There is a vaccine apartheid, but that affects people in the global South not being able to access this lifesaving vaccine because rich countries and corporations won’t share the patents and won’t provide vaccines for free, as they should.

Shame upon those who spat on and assaulted nurses at vaccine and testing clinics.

Shame on those who, despite knowing all of this, march alongside known neo-Nazis who make the threats, bring the gallows and the crossbows, who have attacked unionists and socialists and health workers, and who still refuse to call out this despicable conduct and try and claim this is an ordinary, peaceful protest movement.

It is clearly not ordinary and it is clearly not peaceful.

I want to briefly mention an example of how we can respond to the far right and conspiracists, and it’s from Italy. The conspiracists and far right attacked the head office of the Italian equivalent of the Australian Council of Trade Unions, the General Confederation of Italian Labour on October 9.

What was the response?

A week later, on October 16, all affiliated unions in Rome organised a massive mobilisation: an estimated 100,000 people turned up. This is how we can confront the conspiracists and far right and demoralise them.
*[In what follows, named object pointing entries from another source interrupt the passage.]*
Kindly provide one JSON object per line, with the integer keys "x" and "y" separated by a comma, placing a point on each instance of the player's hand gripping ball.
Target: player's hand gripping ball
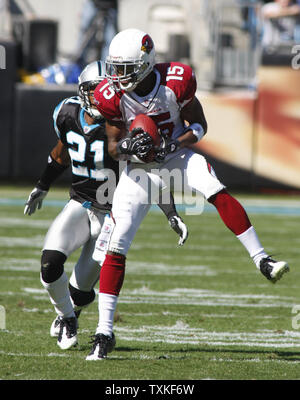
{"x": 145, "y": 131}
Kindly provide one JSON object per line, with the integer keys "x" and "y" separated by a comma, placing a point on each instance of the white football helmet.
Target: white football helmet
{"x": 130, "y": 59}
{"x": 89, "y": 78}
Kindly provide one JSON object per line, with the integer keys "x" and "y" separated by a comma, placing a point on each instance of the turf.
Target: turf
{"x": 201, "y": 311}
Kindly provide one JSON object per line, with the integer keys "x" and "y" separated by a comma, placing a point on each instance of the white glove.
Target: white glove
{"x": 35, "y": 200}
{"x": 179, "y": 227}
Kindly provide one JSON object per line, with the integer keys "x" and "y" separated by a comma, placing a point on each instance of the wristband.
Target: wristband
{"x": 52, "y": 171}
{"x": 197, "y": 130}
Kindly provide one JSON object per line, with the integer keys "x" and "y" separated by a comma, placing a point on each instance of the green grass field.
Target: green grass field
{"x": 202, "y": 311}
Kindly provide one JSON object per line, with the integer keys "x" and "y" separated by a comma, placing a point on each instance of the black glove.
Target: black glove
{"x": 35, "y": 200}
{"x": 138, "y": 143}
{"x": 167, "y": 146}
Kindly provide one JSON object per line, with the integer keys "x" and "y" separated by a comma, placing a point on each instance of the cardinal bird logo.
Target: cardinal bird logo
{"x": 147, "y": 44}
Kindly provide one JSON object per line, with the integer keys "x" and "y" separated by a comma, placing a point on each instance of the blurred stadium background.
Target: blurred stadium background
{"x": 251, "y": 94}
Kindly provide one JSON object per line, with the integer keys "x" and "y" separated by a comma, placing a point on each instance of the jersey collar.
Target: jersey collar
{"x": 85, "y": 126}
{"x": 146, "y": 100}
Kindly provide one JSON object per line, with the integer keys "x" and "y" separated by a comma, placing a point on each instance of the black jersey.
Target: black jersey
{"x": 92, "y": 166}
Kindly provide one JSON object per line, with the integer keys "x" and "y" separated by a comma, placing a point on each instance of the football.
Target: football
{"x": 149, "y": 126}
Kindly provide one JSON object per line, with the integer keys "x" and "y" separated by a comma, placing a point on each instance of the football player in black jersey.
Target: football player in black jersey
{"x": 82, "y": 144}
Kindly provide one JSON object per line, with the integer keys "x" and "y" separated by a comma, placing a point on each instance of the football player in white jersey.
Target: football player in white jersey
{"x": 82, "y": 143}
{"x": 166, "y": 92}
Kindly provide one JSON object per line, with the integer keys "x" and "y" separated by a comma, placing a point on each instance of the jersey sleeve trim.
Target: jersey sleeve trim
{"x": 56, "y": 116}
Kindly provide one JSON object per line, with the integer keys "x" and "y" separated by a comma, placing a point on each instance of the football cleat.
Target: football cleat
{"x": 102, "y": 345}
{"x": 55, "y": 326}
{"x": 180, "y": 228}
{"x": 67, "y": 336}
{"x": 273, "y": 270}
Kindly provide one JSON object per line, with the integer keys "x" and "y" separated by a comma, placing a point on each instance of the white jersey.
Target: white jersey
{"x": 175, "y": 87}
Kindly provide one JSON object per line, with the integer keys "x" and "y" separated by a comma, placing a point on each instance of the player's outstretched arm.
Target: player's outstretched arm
{"x": 175, "y": 221}
{"x": 58, "y": 161}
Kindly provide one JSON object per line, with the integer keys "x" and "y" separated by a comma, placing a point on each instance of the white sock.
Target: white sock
{"x": 60, "y": 296}
{"x": 107, "y": 304}
{"x": 250, "y": 241}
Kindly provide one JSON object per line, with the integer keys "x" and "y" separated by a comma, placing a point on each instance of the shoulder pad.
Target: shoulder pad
{"x": 180, "y": 78}
{"x": 108, "y": 101}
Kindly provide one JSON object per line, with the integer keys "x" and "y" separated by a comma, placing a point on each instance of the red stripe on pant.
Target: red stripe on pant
{"x": 231, "y": 211}
{"x": 112, "y": 274}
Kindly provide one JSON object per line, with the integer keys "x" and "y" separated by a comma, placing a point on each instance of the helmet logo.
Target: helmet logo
{"x": 147, "y": 44}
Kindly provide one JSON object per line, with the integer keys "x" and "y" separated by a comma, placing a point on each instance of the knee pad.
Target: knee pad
{"x": 52, "y": 265}
{"x": 81, "y": 298}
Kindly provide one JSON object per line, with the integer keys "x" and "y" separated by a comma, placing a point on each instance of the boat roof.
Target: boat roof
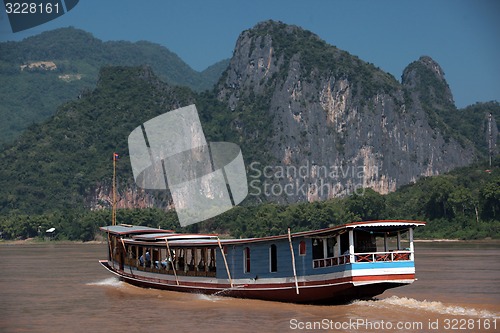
{"x": 147, "y": 235}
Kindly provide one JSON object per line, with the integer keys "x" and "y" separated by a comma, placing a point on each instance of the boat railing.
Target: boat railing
{"x": 363, "y": 257}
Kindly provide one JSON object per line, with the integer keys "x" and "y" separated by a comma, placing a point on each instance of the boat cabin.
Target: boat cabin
{"x": 137, "y": 249}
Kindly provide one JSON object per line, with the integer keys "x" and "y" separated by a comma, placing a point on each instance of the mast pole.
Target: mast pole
{"x": 172, "y": 261}
{"x": 293, "y": 262}
{"x": 225, "y": 262}
{"x": 490, "y": 138}
{"x": 113, "y": 214}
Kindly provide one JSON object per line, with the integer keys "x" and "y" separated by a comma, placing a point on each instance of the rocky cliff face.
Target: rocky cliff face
{"x": 313, "y": 122}
{"x": 338, "y": 125}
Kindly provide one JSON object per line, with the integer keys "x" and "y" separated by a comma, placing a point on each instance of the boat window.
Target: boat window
{"x": 246, "y": 260}
{"x": 273, "y": 259}
{"x": 318, "y": 248}
{"x": 302, "y": 248}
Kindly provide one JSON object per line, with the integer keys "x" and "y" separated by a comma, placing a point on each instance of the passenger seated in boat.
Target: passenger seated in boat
{"x": 201, "y": 266}
{"x": 148, "y": 259}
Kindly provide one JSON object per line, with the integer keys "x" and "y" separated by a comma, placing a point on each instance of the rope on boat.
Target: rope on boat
{"x": 293, "y": 262}
{"x": 225, "y": 262}
{"x": 173, "y": 264}
{"x": 111, "y": 251}
{"x": 126, "y": 254}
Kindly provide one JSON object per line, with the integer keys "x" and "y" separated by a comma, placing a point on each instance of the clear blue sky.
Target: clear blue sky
{"x": 462, "y": 36}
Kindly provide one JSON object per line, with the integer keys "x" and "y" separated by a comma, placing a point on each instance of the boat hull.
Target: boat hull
{"x": 328, "y": 291}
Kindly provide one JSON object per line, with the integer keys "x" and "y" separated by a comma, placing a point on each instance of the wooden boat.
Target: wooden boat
{"x": 334, "y": 265}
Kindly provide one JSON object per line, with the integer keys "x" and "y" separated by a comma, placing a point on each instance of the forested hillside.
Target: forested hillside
{"x": 326, "y": 137}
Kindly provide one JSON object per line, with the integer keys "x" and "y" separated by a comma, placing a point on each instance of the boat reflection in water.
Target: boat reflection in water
{"x": 333, "y": 265}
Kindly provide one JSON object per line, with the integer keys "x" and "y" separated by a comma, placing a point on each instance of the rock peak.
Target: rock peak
{"x": 427, "y": 77}
{"x": 432, "y": 65}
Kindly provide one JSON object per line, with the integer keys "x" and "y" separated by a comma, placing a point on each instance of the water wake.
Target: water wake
{"x": 432, "y": 306}
{"x": 211, "y": 298}
{"x": 111, "y": 281}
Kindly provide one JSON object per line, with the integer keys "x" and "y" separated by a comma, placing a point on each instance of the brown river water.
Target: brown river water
{"x": 54, "y": 287}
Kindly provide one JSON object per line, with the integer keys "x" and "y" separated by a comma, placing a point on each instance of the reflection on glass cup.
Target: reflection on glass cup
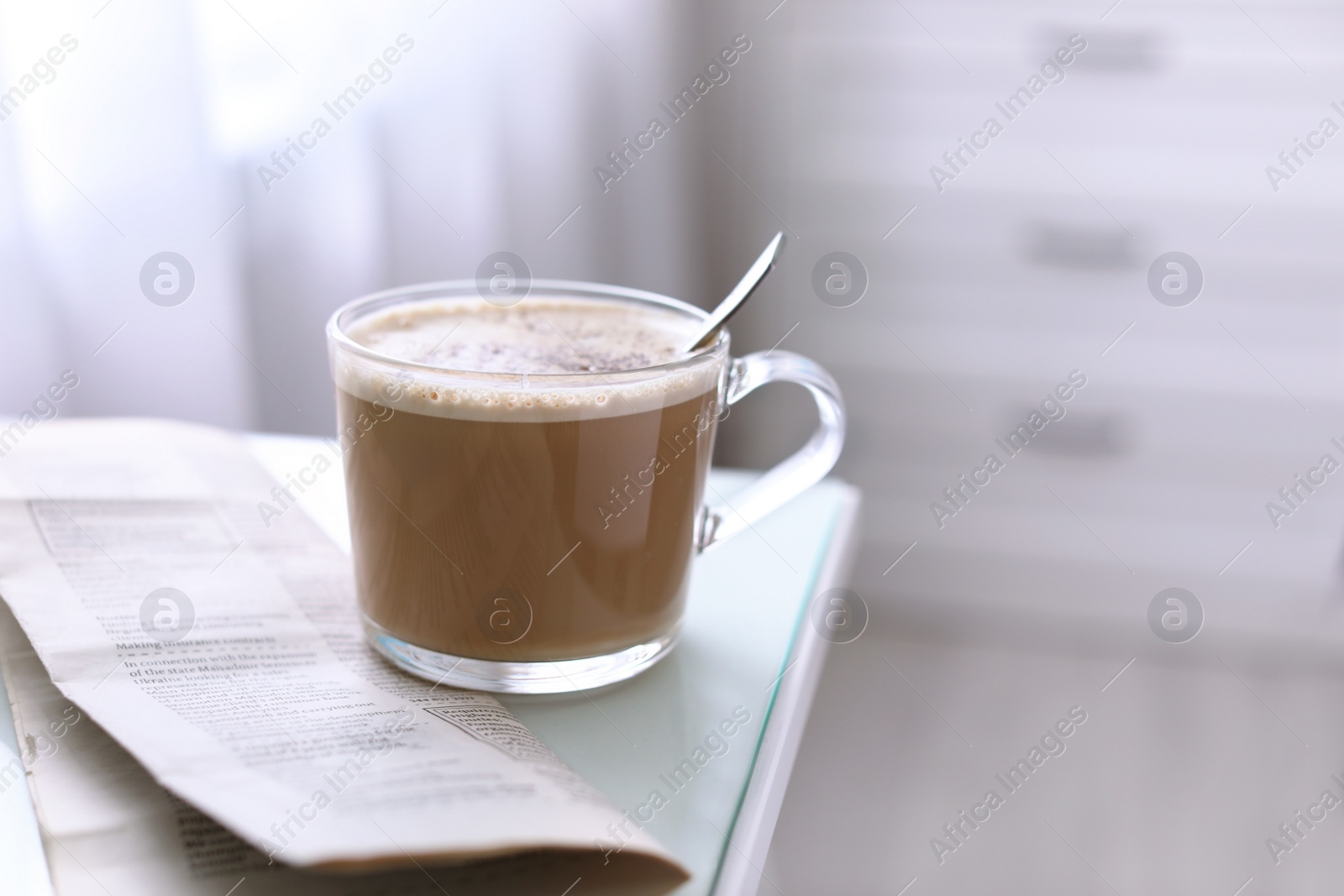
{"x": 533, "y": 532}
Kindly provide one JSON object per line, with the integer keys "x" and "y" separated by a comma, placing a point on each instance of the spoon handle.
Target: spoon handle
{"x": 739, "y": 295}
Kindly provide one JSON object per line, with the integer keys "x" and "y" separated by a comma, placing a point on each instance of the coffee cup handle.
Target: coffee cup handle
{"x": 797, "y": 473}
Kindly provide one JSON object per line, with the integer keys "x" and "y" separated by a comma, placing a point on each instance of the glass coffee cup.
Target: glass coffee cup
{"x": 522, "y": 524}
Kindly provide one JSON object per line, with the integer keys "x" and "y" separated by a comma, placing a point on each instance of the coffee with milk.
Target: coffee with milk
{"x": 526, "y": 500}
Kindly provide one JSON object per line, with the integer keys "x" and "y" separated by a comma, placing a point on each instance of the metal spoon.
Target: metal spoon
{"x": 739, "y": 293}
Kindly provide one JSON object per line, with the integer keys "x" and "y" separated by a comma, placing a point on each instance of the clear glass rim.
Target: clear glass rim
{"x": 365, "y": 305}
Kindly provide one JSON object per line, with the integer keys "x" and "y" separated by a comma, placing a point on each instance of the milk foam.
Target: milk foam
{"x": 468, "y": 340}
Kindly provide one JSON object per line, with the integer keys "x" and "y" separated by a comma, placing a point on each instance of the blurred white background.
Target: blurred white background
{"x": 983, "y": 296}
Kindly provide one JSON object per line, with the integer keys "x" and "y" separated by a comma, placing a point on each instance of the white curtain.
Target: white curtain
{"x": 168, "y": 128}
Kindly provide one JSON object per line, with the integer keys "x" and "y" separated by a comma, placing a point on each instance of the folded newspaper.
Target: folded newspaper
{"x": 228, "y": 700}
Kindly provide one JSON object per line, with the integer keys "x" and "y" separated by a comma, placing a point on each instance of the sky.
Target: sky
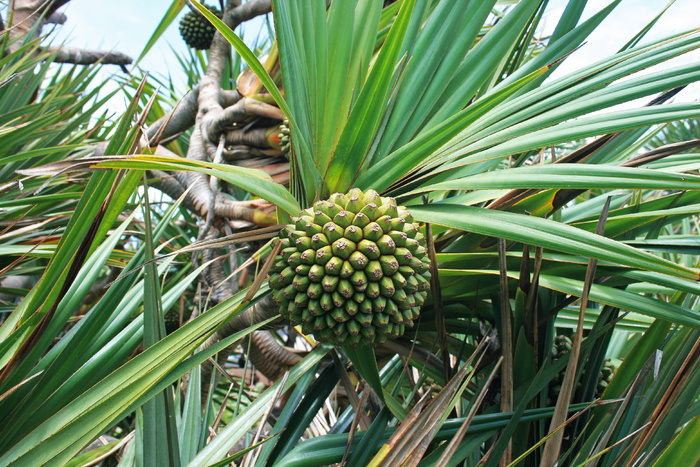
{"x": 127, "y": 25}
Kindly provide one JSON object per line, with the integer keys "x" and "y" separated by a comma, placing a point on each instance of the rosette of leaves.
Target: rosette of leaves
{"x": 196, "y": 31}
{"x": 352, "y": 269}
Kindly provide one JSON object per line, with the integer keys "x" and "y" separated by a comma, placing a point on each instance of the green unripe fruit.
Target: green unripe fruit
{"x": 352, "y": 270}
{"x": 196, "y": 30}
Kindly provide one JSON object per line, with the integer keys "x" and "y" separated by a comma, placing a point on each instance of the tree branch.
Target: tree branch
{"x": 88, "y": 57}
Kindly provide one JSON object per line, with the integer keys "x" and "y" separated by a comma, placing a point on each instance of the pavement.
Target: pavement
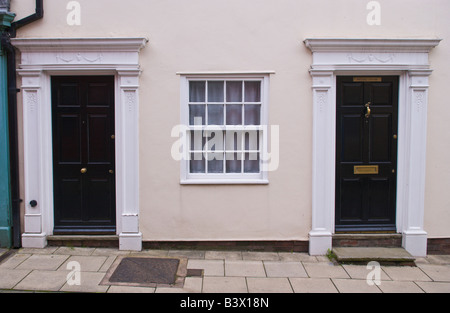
{"x": 52, "y": 270}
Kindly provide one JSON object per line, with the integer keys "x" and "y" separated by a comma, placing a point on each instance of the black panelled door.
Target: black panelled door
{"x": 83, "y": 154}
{"x": 366, "y": 153}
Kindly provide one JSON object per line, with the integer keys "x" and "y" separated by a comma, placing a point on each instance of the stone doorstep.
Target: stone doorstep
{"x": 397, "y": 256}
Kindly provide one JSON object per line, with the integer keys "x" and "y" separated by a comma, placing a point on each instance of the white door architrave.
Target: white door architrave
{"x": 406, "y": 58}
{"x": 43, "y": 58}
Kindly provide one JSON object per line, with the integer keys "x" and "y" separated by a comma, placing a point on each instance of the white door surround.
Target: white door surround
{"x": 406, "y": 58}
{"x": 43, "y": 58}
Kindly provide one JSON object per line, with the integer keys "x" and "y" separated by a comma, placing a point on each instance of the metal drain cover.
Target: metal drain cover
{"x": 144, "y": 271}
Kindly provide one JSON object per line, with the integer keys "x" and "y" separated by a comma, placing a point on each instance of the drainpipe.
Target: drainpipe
{"x": 12, "y": 113}
{"x": 5, "y": 190}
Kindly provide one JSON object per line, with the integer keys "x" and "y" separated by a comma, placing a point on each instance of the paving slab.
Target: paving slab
{"x": 46, "y": 250}
{"x": 325, "y": 270}
{"x": 223, "y": 255}
{"x": 436, "y": 272}
{"x": 268, "y": 285}
{"x": 224, "y": 285}
{"x": 14, "y": 260}
{"x": 210, "y": 267}
{"x": 43, "y": 281}
{"x": 439, "y": 259}
{"x": 86, "y": 263}
{"x": 434, "y": 287}
{"x": 9, "y": 277}
{"x": 129, "y": 289}
{"x": 191, "y": 254}
{"x": 43, "y": 262}
{"x": 361, "y": 272}
{"x": 284, "y": 269}
{"x": 244, "y": 268}
{"x": 399, "y": 287}
{"x": 368, "y": 254}
{"x": 191, "y": 285}
{"x": 294, "y": 256}
{"x": 260, "y": 256}
{"x": 312, "y": 285}
{"x": 74, "y": 251}
{"x": 89, "y": 282}
{"x": 405, "y": 273}
{"x": 354, "y": 286}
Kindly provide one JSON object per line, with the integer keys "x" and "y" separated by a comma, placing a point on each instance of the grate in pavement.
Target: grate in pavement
{"x": 147, "y": 272}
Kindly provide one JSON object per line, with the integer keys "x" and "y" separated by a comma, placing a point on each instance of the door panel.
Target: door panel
{"x": 83, "y": 154}
{"x": 366, "y": 128}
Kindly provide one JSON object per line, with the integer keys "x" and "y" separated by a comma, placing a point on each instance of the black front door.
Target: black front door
{"x": 83, "y": 154}
{"x": 366, "y": 153}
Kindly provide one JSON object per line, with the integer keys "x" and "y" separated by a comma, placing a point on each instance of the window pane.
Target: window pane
{"x": 252, "y": 114}
{"x": 234, "y": 114}
{"x": 252, "y": 140}
{"x": 251, "y": 162}
{"x": 215, "y": 91}
{"x": 198, "y": 141}
{"x": 197, "y": 91}
{"x": 252, "y": 91}
{"x": 233, "y": 163}
{"x": 233, "y": 140}
{"x": 197, "y": 163}
{"x": 215, "y": 114}
{"x": 234, "y": 91}
{"x": 215, "y": 140}
{"x": 215, "y": 163}
{"x": 197, "y": 114}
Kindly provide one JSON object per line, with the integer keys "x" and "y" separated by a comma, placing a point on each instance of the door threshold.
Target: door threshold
{"x": 375, "y": 232}
{"x": 85, "y": 241}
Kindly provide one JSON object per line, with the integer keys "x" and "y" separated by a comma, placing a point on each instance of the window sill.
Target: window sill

We know from recent rallies in the city — Black Lives Matter, women’s marches, Invasion Day rallies, union marches and climate strikes — that when our side wants to we can mobilise ten times what the conspiracists and far right have been able to.

Let’s do that. I urge all unions and all progressives, let’s have a big united rally to push back against these bastards.

I want to finish with a message for the conspiracists.

You need to back off. Go home. Your attempts to use intimidation, threats and violence to try and force your views on your political opponents are absolutely unacceptable and will not be tolerated.